Check if the elements of stack are pairwise sorted in Python

Suppose we have a stack of numbers; we have to check whether values in the stack are pairwise consecutive or not. These pairs can be increasing or decreasing. If the stack has an odd number of values, the top element is left out of a pair. We should retain the original stack content after checking.

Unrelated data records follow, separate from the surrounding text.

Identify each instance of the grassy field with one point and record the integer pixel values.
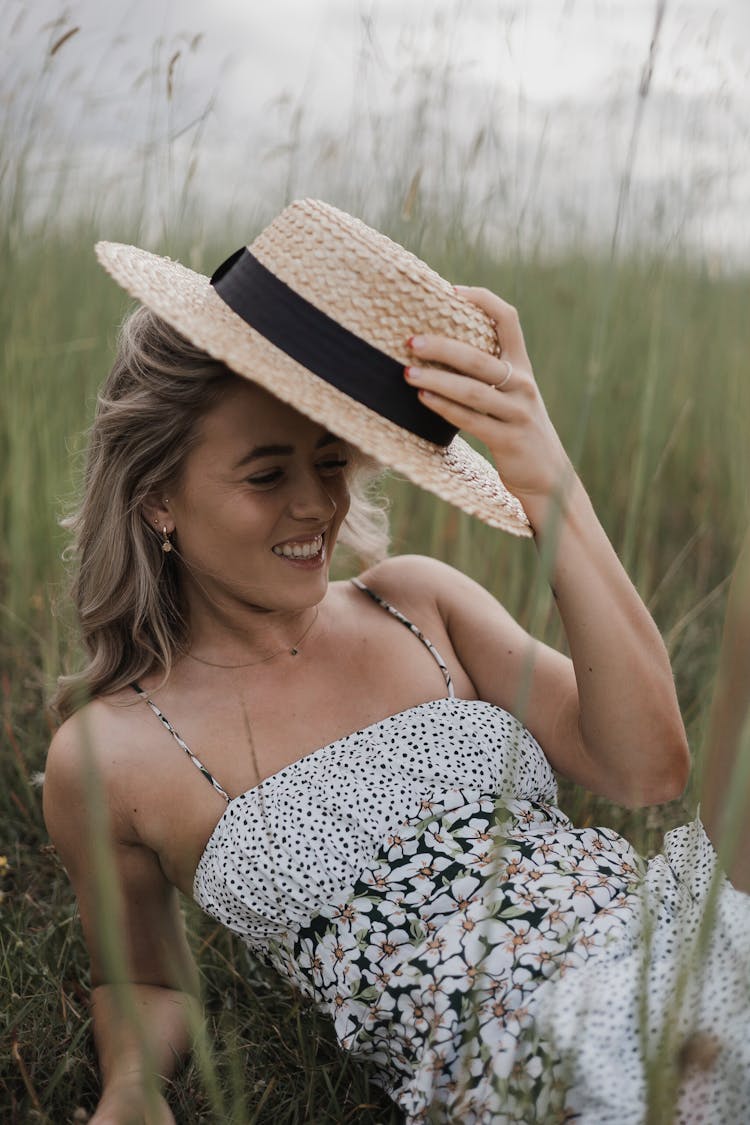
(643, 369)
(642, 361)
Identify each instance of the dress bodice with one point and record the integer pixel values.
(303, 836)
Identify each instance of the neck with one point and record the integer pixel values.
(246, 633)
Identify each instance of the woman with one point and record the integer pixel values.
(414, 876)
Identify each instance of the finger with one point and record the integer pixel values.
(505, 316)
(461, 357)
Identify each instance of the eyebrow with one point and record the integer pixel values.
(259, 451)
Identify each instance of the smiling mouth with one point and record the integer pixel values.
(308, 549)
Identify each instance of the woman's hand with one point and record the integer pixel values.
(495, 398)
(126, 1103)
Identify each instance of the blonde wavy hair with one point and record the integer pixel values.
(128, 597)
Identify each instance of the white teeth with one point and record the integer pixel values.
(300, 550)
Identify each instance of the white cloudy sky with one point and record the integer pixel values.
(522, 111)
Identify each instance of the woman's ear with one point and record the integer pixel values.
(156, 512)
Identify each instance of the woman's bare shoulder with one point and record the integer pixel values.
(421, 582)
(102, 735)
(415, 575)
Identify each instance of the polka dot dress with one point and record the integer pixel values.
(493, 962)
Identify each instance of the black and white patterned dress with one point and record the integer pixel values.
(416, 880)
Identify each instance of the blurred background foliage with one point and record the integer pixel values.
(641, 352)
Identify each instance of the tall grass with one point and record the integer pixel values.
(642, 361)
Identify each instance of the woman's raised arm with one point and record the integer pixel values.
(729, 731)
(141, 991)
(611, 719)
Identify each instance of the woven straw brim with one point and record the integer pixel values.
(187, 300)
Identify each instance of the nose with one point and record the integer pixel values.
(310, 498)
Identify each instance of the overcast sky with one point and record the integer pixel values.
(521, 110)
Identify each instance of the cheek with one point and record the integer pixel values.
(342, 497)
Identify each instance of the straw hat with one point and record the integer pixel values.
(317, 311)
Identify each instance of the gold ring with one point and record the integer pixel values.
(498, 386)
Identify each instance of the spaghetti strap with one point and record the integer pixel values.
(162, 718)
(417, 632)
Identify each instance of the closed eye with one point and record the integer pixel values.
(333, 466)
(265, 478)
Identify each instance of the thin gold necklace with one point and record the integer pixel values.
(292, 651)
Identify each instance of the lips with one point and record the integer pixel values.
(299, 548)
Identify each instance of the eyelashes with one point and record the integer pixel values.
(270, 478)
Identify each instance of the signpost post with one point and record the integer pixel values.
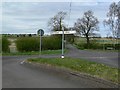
(62, 43)
(63, 32)
(41, 33)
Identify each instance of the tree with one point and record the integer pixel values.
(87, 25)
(112, 20)
(56, 23)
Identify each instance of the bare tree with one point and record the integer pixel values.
(112, 19)
(87, 25)
(56, 23)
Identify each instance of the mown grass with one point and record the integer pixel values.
(91, 68)
(36, 52)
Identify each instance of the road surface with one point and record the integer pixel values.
(17, 75)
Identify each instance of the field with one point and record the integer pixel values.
(98, 43)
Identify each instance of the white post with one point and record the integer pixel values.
(40, 42)
(62, 43)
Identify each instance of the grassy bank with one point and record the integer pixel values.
(91, 68)
(36, 52)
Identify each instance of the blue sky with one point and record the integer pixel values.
(28, 17)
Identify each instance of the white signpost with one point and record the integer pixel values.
(63, 32)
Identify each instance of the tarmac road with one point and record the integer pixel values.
(17, 75)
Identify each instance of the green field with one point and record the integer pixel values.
(82, 66)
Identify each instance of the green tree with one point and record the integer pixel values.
(87, 25)
(56, 23)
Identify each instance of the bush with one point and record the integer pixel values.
(25, 44)
(5, 45)
(51, 43)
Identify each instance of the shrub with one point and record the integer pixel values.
(5, 44)
(25, 44)
(51, 43)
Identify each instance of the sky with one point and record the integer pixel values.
(24, 17)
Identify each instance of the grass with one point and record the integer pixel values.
(36, 52)
(83, 66)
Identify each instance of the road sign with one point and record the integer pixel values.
(40, 32)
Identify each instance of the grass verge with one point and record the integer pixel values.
(36, 52)
(83, 66)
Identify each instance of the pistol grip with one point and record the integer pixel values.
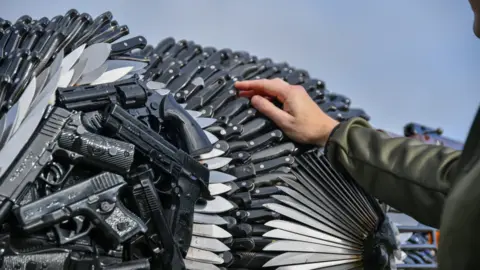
(187, 195)
(194, 139)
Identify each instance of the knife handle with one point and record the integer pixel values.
(240, 157)
(193, 137)
(124, 46)
(265, 139)
(274, 152)
(269, 165)
(19, 31)
(32, 37)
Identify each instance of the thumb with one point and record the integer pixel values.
(278, 116)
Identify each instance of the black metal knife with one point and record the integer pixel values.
(251, 170)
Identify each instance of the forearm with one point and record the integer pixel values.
(407, 174)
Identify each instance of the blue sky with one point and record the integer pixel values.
(401, 61)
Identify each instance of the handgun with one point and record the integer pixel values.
(64, 136)
(95, 198)
(189, 177)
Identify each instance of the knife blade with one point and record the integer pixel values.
(216, 163)
(283, 149)
(210, 230)
(291, 258)
(215, 206)
(217, 189)
(204, 256)
(219, 177)
(208, 219)
(209, 244)
(252, 169)
(194, 265)
(23, 105)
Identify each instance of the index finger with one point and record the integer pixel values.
(277, 88)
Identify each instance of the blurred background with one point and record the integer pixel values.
(400, 61)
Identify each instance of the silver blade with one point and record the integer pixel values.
(300, 217)
(313, 266)
(216, 163)
(72, 58)
(77, 71)
(194, 114)
(217, 205)
(208, 219)
(217, 189)
(297, 246)
(303, 230)
(153, 85)
(193, 265)
(290, 258)
(24, 103)
(209, 244)
(6, 124)
(212, 231)
(56, 64)
(42, 79)
(65, 78)
(96, 56)
(204, 256)
(112, 76)
(219, 177)
(212, 138)
(204, 122)
(281, 234)
(23, 134)
(88, 78)
(212, 154)
(136, 65)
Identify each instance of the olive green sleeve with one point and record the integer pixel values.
(407, 174)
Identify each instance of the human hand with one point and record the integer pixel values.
(301, 119)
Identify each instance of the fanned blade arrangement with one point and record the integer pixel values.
(116, 154)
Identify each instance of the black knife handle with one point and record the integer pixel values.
(32, 37)
(192, 136)
(269, 165)
(238, 146)
(231, 109)
(283, 149)
(265, 139)
(240, 157)
(243, 117)
(124, 46)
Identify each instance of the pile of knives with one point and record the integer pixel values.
(275, 204)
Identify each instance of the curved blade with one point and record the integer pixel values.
(78, 70)
(72, 58)
(289, 258)
(92, 76)
(208, 219)
(296, 246)
(219, 177)
(112, 75)
(320, 265)
(96, 55)
(65, 78)
(24, 104)
(217, 205)
(204, 256)
(212, 231)
(216, 163)
(217, 189)
(193, 265)
(209, 244)
(6, 124)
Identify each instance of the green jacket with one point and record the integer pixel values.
(436, 185)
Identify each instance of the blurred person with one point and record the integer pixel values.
(437, 185)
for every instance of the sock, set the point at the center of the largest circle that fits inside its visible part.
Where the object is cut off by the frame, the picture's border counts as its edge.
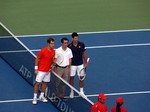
(42, 94)
(72, 91)
(81, 89)
(35, 95)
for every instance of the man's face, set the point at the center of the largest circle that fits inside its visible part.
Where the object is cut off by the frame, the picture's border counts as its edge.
(51, 44)
(75, 39)
(65, 43)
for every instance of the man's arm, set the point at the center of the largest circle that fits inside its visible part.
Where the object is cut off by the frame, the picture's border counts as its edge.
(85, 59)
(36, 65)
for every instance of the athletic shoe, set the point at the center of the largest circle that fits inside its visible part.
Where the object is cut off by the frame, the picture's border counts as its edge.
(71, 94)
(43, 99)
(34, 101)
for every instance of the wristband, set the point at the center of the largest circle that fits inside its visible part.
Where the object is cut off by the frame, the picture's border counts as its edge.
(35, 67)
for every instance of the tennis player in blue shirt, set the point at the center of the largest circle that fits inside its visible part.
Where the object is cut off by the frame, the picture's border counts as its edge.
(79, 61)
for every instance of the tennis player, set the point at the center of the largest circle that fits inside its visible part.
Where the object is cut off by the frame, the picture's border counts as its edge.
(118, 107)
(43, 63)
(62, 67)
(79, 54)
(100, 105)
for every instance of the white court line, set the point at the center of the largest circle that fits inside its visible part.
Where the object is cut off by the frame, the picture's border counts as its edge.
(125, 93)
(116, 31)
(91, 47)
(20, 100)
(109, 94)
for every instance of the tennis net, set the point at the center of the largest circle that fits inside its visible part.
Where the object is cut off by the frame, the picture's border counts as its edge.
(21, 59)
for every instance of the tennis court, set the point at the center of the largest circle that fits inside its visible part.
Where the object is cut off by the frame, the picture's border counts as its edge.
(117, 38)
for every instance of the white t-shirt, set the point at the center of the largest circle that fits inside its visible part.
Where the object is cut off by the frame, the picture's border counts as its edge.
(67, 54)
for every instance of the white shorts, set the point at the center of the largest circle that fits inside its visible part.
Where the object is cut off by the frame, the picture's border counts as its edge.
(75, 69)
(43, 76)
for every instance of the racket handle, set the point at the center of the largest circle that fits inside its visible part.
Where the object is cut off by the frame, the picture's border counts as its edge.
(88, 59)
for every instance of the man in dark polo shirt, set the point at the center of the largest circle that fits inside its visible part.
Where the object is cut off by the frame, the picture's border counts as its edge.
(79, 60)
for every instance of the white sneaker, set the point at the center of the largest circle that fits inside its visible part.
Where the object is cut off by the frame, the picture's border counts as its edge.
(82, 94)
(71, 94)
(34, 101)
(43, 99)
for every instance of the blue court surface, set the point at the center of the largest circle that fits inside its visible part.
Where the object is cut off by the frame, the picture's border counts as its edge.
(119, 66)
(16, 94)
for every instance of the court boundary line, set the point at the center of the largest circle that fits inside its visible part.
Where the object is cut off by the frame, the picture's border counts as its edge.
(19, 100)
(94, 95)
(91, 47)
(124, 93)
(113, 31)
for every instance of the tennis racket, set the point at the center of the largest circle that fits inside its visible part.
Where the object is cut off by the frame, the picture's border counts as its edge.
(59, 58)
(82, 72)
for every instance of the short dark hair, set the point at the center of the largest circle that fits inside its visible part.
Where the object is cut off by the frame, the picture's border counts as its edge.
(74, 34)
(62, 40)
(49, 40)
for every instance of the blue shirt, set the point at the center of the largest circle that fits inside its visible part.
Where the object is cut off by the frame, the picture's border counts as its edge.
(77, 52)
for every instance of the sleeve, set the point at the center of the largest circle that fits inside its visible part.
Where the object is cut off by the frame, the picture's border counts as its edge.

To solve this problem, we can use basic stack operations: push, pop and check if the stack is empty.

Example

If the input is like stk = [5, 6, -4, -5, 12, 11, 6, 7, 22], then the output will be True. After removing the top element 22, the pairs are [(7, 6), (11, 12), (-5, -4), (6, 5)] and all are consecutive.

Algorithm

To solve this, we will follow these steps −

• Create a temporary stack by reversing the original stack
• Clear the original stack
• Set flag to True
• While temp stack has more than 1 element:
  • Pop two elements and check if their absolute difference is 1
  • If not consecutive, set flag to False
  • Push both elements back to original stack
• If one element remains in temp, push it to original stack
• Return flag

Implementation

def solve(stk):
    temp = stk[::-1]
    stk.clear()
    
    flag = True
    while len(temp) > 1: 
        item_first = temp[-1] 
        temp.pop() 
        item_second = temp[-1] 
        temp.pop() 
        
        if abs(item_first - item_second) != 1: 
            flag = False
        
        stk.append(item_first) 
        stk.append(item_second)
    
    if len(temp) == 1: 
        stk.append(temp[-1]) 
    
    return flag

# Test the function
stk = [5, 6, -4, -5, 12, 11, 6, 7, 22]
result = solve(stk)
print("Are elements pairwise consecutive?", result)
print("Original stack restored:", stk)

Are elements pairwise consecutive? True
Original stack restored: [5, 6, -4, -5, 12, 11, 6, 7, 22]

How It Works

The algorithm processes pairs from the bottom of the stack upward. For the stack [5, 6, -4, -5, 12, 11, 6, 7, 22]:

• Top element 22 is left unpaired (odd number of elements)
• Pairs checked: (7,6), (11,12), (-5,-4), (6,5)
• All pairs have absolute difference of 1, so result is True
• Original stack is restored after processing

Alternative Example

# Example with non-consecutive pairs
stk2 = [1, 3, 5, 6, 8, 10]
result2 = solve(stk2)
print("Are elements pairwise consecutive?", result2)
print("Stack content:", stk2)

Are elements pairwise consecutive? False
Stack content: [1, 3, 5, 6, 8, 10]

Conclusion

This algorithm efficiently checks if stack elements form pairwise consecutive numbers while preserving the original stack. The time complexity is O(n) and space complexity is O(n) for the temporary stack.